India at low risk of stagflation owing to prudent policies: Finance Ministry
Delhi: India has to deal with multiple near-term challenges like managing its fiscal deficit, sustaining economic growth, reining in inflation and containing the current account deficit, and at the same time ensuring a fair value of its currency, the finance ministry said in its monthly economic report on Monday.
“Many countries around the world, including and especially developed countries, face similar challenges. India is relatively better placed to weather these challenges because of its financial sector stability and its vaccination success in enabling the economy to open up,” the ministry said.
The challenges need to be managed carefully without sacrificing the hard-earned macroeconomic stability, the finance ministry added.
While the fiscal deficit for FY22 stood at 6.7 percent of the gross domestic product, slightly lower than the revised target of 6.9 percent, economists believe the fiscal deficit for FY23 is likely to cross the target of 6.4 percent by as much as 50 basis points.
A jump in the fiscal deficit may lead to the widening of the current account deficit, multiplying the effect of expensive imports, and weaken the value of the rupee thereby, further aggravating external imbalances, creating the risk (admittedly low at this time) of a cycle of wider deficits and a weaker currency, it said.
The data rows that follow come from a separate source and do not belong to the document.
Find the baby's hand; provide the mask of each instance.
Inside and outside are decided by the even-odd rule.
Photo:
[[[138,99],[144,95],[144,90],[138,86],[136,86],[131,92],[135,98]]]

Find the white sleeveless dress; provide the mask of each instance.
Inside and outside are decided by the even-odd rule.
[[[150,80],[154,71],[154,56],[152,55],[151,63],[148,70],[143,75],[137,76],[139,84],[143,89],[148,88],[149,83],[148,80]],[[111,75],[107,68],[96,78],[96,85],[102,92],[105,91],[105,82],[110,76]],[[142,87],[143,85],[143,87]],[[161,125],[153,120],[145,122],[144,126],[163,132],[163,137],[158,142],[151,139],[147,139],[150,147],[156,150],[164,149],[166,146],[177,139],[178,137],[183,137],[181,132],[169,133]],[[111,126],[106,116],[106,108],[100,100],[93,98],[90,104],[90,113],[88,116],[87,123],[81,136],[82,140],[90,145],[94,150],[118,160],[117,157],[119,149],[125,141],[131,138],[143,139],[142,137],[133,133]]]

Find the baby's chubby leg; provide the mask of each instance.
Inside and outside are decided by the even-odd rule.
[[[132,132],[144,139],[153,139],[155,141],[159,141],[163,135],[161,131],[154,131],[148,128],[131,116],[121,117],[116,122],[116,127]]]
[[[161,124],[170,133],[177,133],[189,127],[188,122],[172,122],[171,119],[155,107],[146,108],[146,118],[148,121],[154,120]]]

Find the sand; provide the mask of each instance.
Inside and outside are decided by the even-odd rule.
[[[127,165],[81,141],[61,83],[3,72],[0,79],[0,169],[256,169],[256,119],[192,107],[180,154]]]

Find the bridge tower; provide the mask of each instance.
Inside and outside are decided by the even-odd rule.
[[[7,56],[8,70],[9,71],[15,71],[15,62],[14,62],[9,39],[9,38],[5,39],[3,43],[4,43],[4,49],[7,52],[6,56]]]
“Rationalising non-capex expenditure has thus become critical,not only for protecting growth supportive capex but also for avoiding fiscal slippages. Depreciation risk to rupee, however, still remains as long as net Foreign Portfolio Investor (FPI) outflows continue in response to the increase in policy rates and quantitative tightening in advanced economies as they wage a prolonged battle to calm inflation,” it said.
The imported components of high retail inflation in India have mainly been elevated because of the global prices of crude and edible oil, it said.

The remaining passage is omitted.